Tiered Compilation for .NET Core 2.1
When setting up a project, choosing the compilation that fits the best can be hard.
An optimized compilation brings to high performance, but has the side effect that the application starts slowly.
On the other side, the simple compilation allows your application to start very quickly, but in general the application is slower.
Tiered compilation takes the best of both worlds. It swaps the compilation method at runtime: the normal compilation can be used at start-up time, while in the background the optimized compilation is taking place. When it’s ready, compilation methods are swapped.
Here you can find an interesting article that explains this kind of compilation more in detail.
Blazor, an experiment framework
If you are used to .NET MVC, but you also want to write client-side logic in C#, Blazor can be the right choice.
This framework runs on WebAssembly, which allows you to call .NET Standard libraries from the browser, using a syntax similar to Razor. And yes, “Blazor” is the crasis of Browser and Razor.
As you can see in the image below taken from caniuse.com, WebAssembly is supported by the most used browsers, even on mobile.

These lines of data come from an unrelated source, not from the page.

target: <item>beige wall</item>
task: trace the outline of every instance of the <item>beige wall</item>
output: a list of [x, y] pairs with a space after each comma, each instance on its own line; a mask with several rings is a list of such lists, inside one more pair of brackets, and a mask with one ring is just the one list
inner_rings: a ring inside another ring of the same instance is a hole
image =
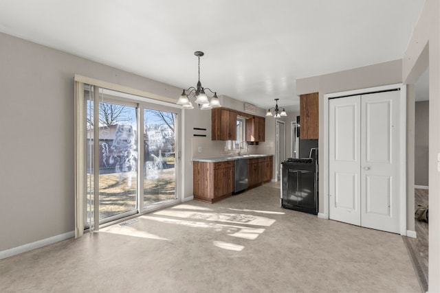
[[412, 84], [429, 66], [429, 283], [440, 292], [440, 3], [427, 0], [404, 54], [404, 82]]
[[[0, 33], [0, 252], [74, 230], [74, 75], [82, 75], [176, 99], [182, 89]], [[243, 102], [221, 96], [243, 111]], [[265, 111], [257, 108], [256, 115]], [[193, 128], [206, 128], [212, 142], [211, 111], [182, 111], [182, 176], [185, 198], [192, 196]], [[266, 143], [250, 153], [273, 154]], [[204, 154], [212, 154], [204, 152]]]
[[0, 33], [0, 251], [74, 230], [74, 75], [181, 89]]
[[415, 103], [414, 184], [429, 186], [429, 101]]

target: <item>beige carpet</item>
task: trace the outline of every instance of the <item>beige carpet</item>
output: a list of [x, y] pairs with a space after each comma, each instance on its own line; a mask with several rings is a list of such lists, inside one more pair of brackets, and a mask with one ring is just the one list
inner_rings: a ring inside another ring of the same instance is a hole
[[0, 261], [0, 291], [420, 292], [398, 235], [279, 207], [269, 183]]

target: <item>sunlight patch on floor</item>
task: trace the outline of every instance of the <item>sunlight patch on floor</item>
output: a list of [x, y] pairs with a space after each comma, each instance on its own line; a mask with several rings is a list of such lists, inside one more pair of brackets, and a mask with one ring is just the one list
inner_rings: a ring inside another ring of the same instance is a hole
[[107, 233], [112, 234], [124, 235], [126, 236], [138, 237], [141, 238], [154, 239], [157, 240], [167, 240], [169, 239], [164, 238], [154, 234], [151, 234], [143, 231], [138, 230], [133, 226], [120, 226], [118, 224], [109, 226], [108, 227], [100, 229], [99, 233]]
[[179, 204], [175, 207], [173, 207], [171, 209], [192, 209], [192, 210], [196, 210], [196, 211], [213, 211], [212, 209], [209, 209], [208, 207], [197, 207], [197, 206], [193, 206], [190, 204]]
[[265, 231], [265, 229], [261, 228], [242, 227], [240, 226], [223, 225], [221, 224], [187, 221], [184, 220], [170, 219], [168, 218], [151, 217], [148, 215], [141, 215], [140, 218], [162, 223], [175, 224], [194, 228], [209, 228], [213, 229], [216, 232], [225, 232], [229, 236], [243, 238], [248, 240], [254, 240]]
[[[221, 208], [222, 209], [222, 208]], [[254, 213], [268, 213], [268, 214], [272, 214], [272, 215], [285, 215], [285, 213], [281, 212], [281, 211], [258, 211], [256, 209], [232, 209], [230, 207], [228, 208], [223, 208], [223, 209], [228, 209], [230, 211], [247, 211], [247, 212], [254, 212]]]
[[241, 251], [245, 246], [242, 245], [234, 244], [233, 243], [223, 242], [222, 241], [214, 241], [213, 242], [215, 246], [228, 250]]
[[198, 213], [192, 211], [171, 211], [162, 210], [154, 213], [158, 215], [168, 217], [184, 218], [192, 220], [203, 220], [206, 221], [224, 222], [234, 224], [246, 224], [248, 225], [270, 226], [276, 220], [259, 215], [223, 213]]

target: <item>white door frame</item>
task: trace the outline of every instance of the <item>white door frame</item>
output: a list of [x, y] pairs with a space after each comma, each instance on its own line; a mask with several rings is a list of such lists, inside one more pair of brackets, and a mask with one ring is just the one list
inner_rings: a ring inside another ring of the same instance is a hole
[[400, 132], [399, 134], [399, 143], [400, 145], [399, 165], [400, 172], [399, 174], [399, 226], [400, 235], [406, 236], [406, 86], [402, 84], [389, 84], [382, 86], [375, 86], [366, 89], [361, 89], [353, 91], [347, 91], [339, 93], [325, 94], [324, 95], [324, 125], [327, 127], [324, 128], [324, 155], [322, 158], [325, 160], [324, 178], [322, 180], [324, 185], [324, 215], [319, 215], [320, 218], [329, 219], [329, 99], [334, 97], [343, 97], [346, 95], [362, 95], [367, 93], [375, 91], [382, 91], [400, 89]]
[[296, 137], [296, 121], [290, 121], [290, 157], [296, 158], [295, 154], [294, 152], [295, 150], [295, 144], [296, 139], [299, 139], [299, 137]]
[[275, 124], [275, 135], [276, 137], [276, 176], [275, 176], [275, 178], [276, 180], [278, 180], [278, 174], [280, 173], [280, 166], [281, 165], [279, 161], [280, 158], [278, 158], [278, 154], [280, 153], [280, 139], [278, 137], [278, 134], [281, 134], [280, 133], [278, 133], [279, 132], [279, 128], [278, 128], [278, 123], [283, 124], [284, 124], [284, 132], [282, 134], [284, 137], [284, 156], [285, 156], [286, 155], [286, 123], [285, 121], [283, 121], [283, 120], [278, 120], [276, 119], [276, 124]]

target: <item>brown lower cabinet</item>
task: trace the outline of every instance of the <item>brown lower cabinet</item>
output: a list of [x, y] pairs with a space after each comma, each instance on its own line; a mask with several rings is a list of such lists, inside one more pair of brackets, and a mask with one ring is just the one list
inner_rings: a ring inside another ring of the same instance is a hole
[[234, 161], [193, 162], [194, 199], [213, 203], [234, 191]]
[[[248, 188], [270, 181], [273, 156], [250, 159], [248, 162]], [[214, 203], [234, 192], [234, 161], [193, 162], [194, 199]]]

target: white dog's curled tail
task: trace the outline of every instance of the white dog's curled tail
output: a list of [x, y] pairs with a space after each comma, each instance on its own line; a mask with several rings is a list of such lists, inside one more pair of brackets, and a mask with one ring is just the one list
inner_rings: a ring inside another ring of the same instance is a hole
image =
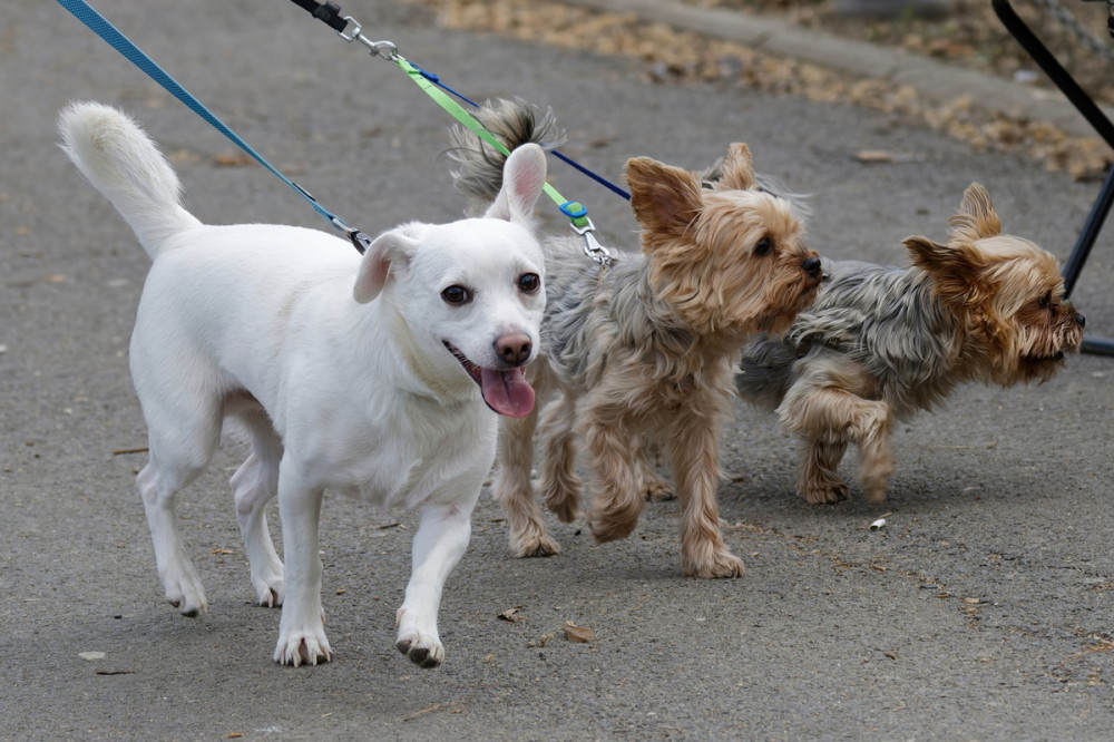
[[75, 102], [58, 116], [62, 149], [131, 226], [154, 258], [163, 242], [197, 221], [180, 204], [182, 187], [166, 157], [126, 114]]

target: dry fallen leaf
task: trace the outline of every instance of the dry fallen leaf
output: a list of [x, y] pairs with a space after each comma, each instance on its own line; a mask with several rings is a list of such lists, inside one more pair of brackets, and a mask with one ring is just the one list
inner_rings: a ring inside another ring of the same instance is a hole
[[577, 644], [587, 644], [596, 638], [596, 633], [585, 626], [577, 626], [571, 621], [566, 621], [565, 638]]

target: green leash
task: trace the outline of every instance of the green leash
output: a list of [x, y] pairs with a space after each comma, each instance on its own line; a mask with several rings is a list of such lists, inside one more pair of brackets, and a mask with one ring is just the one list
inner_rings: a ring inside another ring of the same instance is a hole
[[[336, 12], [339, 11], [340, 8], [336, 8]], [[383, 59], [394, 62], [399, 69], [407, 74], [414, 85], [423, 90], [426, 95], [428, 95], [437, 105], [443, 108], [446, 113], [467, 127], [468, 130], [476, 134], [476, 136], [478, 136], [486, 144], [495, 147], [495, 149], [502, 155], [510, 155], [510, 150], [506, 147], [506, 145], [496, 139], [490, 131], [483, 128], [483, 125], [480, 124], [475, 116], [468, 113], [463, 106], [453, 100], [442, 89], [443, 86], [440, 86], [434, 81], [436, 76], [432, 76], [417, 65], [411, 64], [408, 59], [405, 59], [405, 57], [399, 53], [398, 47], [392, 41], [372, 41], [368, 39], [361, 33], [363, 27], [361, 27], [360, 23], [351, 16], [344, 16], [343, 20], [345, 23], [344, 30], [338, 30], [338, 36], [345, 41], [359, 41], [370, 50], [373, 57], [382, 57]], [[351, 31], [346, 30], [349, 26], [352, 28]], [[585, 255], [600, 265], [610, 265], [614, 258], [612, 257], [610, 252], [596, 241], [596, 237], [593, 234], [596, 227], [593, 225], [592, 219], [588, 218], [588, 209], [584, 206], [584, 204], [576, 201], [568, 201], [549, 183], [546, 183], [543, 186], [543, 191], [550, 198], [550, 201], [556, 204], [561, 214], [568, 217], [573, 232], [584, 238]]]

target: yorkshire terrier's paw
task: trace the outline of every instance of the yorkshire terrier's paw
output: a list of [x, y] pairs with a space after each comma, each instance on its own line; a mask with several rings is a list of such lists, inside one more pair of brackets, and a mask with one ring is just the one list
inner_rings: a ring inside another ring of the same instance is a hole
[[518, 559], [557, 556], [560, 554], [560, 544], [547, 534], [535, 534], [529, 538], [516, 539], [510, 546], [510, 551]]
[[[843, 481], [824, 481], [809, 485], [801, 491], [805, 502], [812, 505], [831, 505], [851, 499], [851, 489]], [[882, 492], [886, 499], [886, 492]]]
[[746, 574], [743, 560], [726, 550], [715, 551], [711, 559], [685, 559], [683, 568], [686, 575], [701, 579], [733, 579]]

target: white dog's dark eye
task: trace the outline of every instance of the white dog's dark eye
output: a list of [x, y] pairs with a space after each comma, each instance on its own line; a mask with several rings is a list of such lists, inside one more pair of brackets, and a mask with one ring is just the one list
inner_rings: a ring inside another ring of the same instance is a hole
[[518, 276], [518, 287], [527, 294], [537, 293], [541, 287], [541, 276], [537, 273], [524, 273]]
[[472, 292], [468, 291], [463, 286], [453, 284], [441, 292], [441, 299], [444, 300], [446, 304], [460, 306], [461, 304], [467, 304], [472, 301]]

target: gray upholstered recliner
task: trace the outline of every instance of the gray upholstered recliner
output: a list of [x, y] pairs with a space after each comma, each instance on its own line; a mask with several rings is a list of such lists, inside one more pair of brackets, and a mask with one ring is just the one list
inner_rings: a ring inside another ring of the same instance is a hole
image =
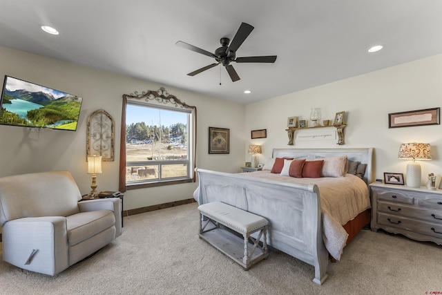
[[119, 198], [81, 198], [68, 171], [0, 178], [3, 260], [54, 276], [121, 235]]

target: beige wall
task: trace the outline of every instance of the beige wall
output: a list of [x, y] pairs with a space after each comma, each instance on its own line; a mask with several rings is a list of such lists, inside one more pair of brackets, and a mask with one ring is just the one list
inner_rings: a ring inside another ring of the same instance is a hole
[[[407, 161], [398, 160], [399, 145], [427, 142], [434, 160], [421, 162], [422, 184], [426, 175], [442, 175], [442, 125], [388, 128], [388, 114], [441, 107], [442, 105], [442, 55], [403, 64], [366, 75], [274, 97], [246, 106], [246, 146], [262, 144], [261, 162], [273, 148], [287, 148], [285, 129], [288, 117], [308, 120], [311, 108], [321, 108], [322, 119], [333, 120], [336, 112], [347, 113], [345, 144], [342, 147], [374, 147], [375, 177], [384, 172], [405, 173]], [[322, 120], [321, 120], [322, 121]], [[251, 130], [267, 129], [267, 138], [250, 140]], [[299, 133], [297, 133], [299, 134]], [[299, 142], [294, 148], [339, 147], [336, 142]], [[245, 149], [245, 148], [244, 148]], [[246, 153], [246, 159], [250, 156]]]
[[[135, 91], [156, 91], [162, 86], [182, 102], [198, 108], [198, 166], [237, 172], [244, 162], [244, 105], [1, 46], [0, 65], [2, 82], [8, 75], [83, 97], [75, 132], [43, 130], [39, 133], [35, 129], [0, 126], [0, 177], [68, 170], [73, 173], [81, 193], [88, 193], [91, 175], [86, 174], [87, 118], [95, 111], [103, 108], [115, 121], [115, 160], [104, 162], [103, 173], [97, 177], [97, 189], [117, 190], [122, 95]], [[208, 154], [209, 126], [230, 129], [229, 155]], [[191, 183], [128, 191], [124, 195], [124, 209], [191, 198], [195, 187], [196, 184]]]
[[[442, 55], [354, 77], [247, 106], [196, 94], [168, 85], [88, 68], [0, 47], [0, 77], [8, 75], [84, 98], [76, 132], [44, 130], [30, 132], [21, 127], [0, 126], [0, 176], [66, 169], [77, 182], [82, 193], [90, 190], [86, 174], [87, 117], [103, 108], [115, 121], [115, 161], [104, 163], [97, 176], [99, 190], [117, 189], [122, 95], [157, 90], [164, 86], [183, 102], [198, 107], [197, 165], [209, 169], [238, 172], [250, 160], [247, 147], [262, 144], [261, 160], [273, 148], [339, 147], [332, 142], [299, 142], [287, 146], [287, 118], [308, 119], [310, 108], [320, 107], [323, 119], [336, 112], [347, 113], [345, 145], [375, 148], [375, 176], [383, 172], [404, 173], [407, 161], [398, 160], [402, 142], [432, 144], [434, 160], [421, 164], [422, 183], [429, 172], [442, 174], [441, 125], [388, 129], [388, 113], [440, 107], [442, 104]], [[231, 130], [230, 154], [209, 155], [209, 126]], [[267, 137], [251, 140], [250, 131], [267, 129]], [[34, 130], [34, 131], [36, 131]], [[128, 191], [125, 209], [131, 209], [190, 198], [195, 184]]]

This is still an experiment. In my opinion, in a few years this project will be dropped, due to the constant improvement of client-side technologies based on JavaScript. This framework is not meant to replace pure JavaScript or other frameworks (like Angular, Vue.js), but it is oriented to server-side developers that want to approach client side development.
Who knows, only time will tell.
.NET Core runs on Samsung TVs
Tizen .NET TV Framework is the framework that runs on Samsung TVs since 2017. Natively it supports .NET Core and Xamarin.Forms, but interacts with the Tizen APIs to enable platform-specific features.
In Visual Studio you can download tools for Tizen and write apps for Samsung TVs, and also download an emulator.
This article first appeared on Code4IT
Conclusion
The conference was really stimulating. In this article, I gave just a quick overview of some of the things I learned, but I didn’t mention the main topics of the speeches. If you are curious to know what the conference was about, you can have a look at the agenda (of course, in Italian).